AM: Surely, you know if something comes to you later either a memory or something you wanted to share with people about the whole experience of having done the BAT, please let me know. But it sounds like the main thing I got from everything you said was that particularly for a person in your position that it was the one positive experience where you felt empowered because of the collective action of the group, to do something positive- I mean it didn’t end AIDS but it was something you could do that, a group of you could do, as opposed to just you alone were doing in your practice.
BB: Yeah, exactly.
AM: Okay, well Bob thank you very much. I very much appreciate you giving me your time.
BB: Well thank you. Oh yeah thank you for doing this. It was fun. It was really, really good talking to you.

Epilogue.
Bob’s narrative show how stressful it was to be a doctor during the early years of the AIDS epidemic. This was all pre-AZT, meaning that there were only palliative and experimental treatments of unknown efficacy; AZT, the first pharmaceutical that dulled the impact of the HIV, wasn’t approved for treatment until March 1987. Along with his private practice Bob was involved with the creation of the SF AIDS Foundation while simultaneously involved with BAPHR. How distressing it must have been to feel helpless every day in the face of an onslaught of burgeoning illness and death. Cycling became his primary release valve for all that stress and he channeled that energy into becoming an even stronger cyclist. Cycling like other endurance sports is an endeavor in which diligence and hard work do lead to improvement in bitter contrast to the early days of the epidemic when everyone, doctors included, were at a loss about how to stem the flood that was coming. Every day was a rearguard retreat in a battle when you had no ammunition. When Bob and I started to ride the tandem together, which was probably around 1988, we would often ride to Marin across the Golden Gate Bridge and he was so agitated/aggressive/angry from his work that when we went around the towers he barely slowed down. He steered the bike like we were slaloming around the tower and I recall at least two times when he nearly scraped me off the back of the bike because he didn’t slow. We were going so fast that he had to lean the bike over to round the towers forgetting that he needed to turn wide in order for the back of the bike to make it through the curve! One year at the Tierra Bella century in Gilroy on the descent of Hecker Pass Road he had us going so fast that in a righthand curve he couldn’t keep our line and we bounced across the oncoming lane into the opposite dirt shoulder. Fortunately there wasn’t a car coming and we didn’t crash. Every ride with Bob was at 110% That certainly helped me be a better cyclist in order to keep up with him! Not long after, Bob was doing intervals on the Marin bike path and popped a vessel in his brain and ended up in the hospital: a stroke caused by insanely high blood pressure during an interval. Only then did Bob finally start to slow down (at least on the bike!) A little. Maybe that experience helped him see that his work albeit meaningful was also such a psychological stressor that it could kill him.

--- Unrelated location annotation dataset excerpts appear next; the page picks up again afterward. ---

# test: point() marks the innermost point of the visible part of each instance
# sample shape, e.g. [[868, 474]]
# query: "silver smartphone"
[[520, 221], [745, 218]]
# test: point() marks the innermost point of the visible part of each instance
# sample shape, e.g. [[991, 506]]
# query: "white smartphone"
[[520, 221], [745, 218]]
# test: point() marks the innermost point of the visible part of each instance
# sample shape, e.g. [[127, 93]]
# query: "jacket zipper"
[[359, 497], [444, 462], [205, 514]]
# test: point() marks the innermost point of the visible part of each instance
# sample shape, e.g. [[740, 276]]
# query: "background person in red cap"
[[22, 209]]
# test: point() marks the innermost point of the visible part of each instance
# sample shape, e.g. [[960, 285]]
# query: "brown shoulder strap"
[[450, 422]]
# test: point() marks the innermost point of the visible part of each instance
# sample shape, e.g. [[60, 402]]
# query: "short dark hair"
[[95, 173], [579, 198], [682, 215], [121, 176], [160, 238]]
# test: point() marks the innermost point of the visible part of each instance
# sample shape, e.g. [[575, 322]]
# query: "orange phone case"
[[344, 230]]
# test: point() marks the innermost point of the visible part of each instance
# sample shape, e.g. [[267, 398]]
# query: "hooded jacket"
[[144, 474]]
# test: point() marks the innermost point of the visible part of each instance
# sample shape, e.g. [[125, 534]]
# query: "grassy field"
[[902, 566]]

The other notable point of Bob’s story is how that first BAT—as I’m sure it was for many other riders—had a positive impact on collective helplessness. It was collective group action to do something about AIDS that gave so many people a path out of despair; it certainly strengthened many people’s resolve to get involved and do something! When you are alone, despair comes easily; but when you’re fighting together, hope returns and inspires resolve in the face of a seemingly hopeless situation.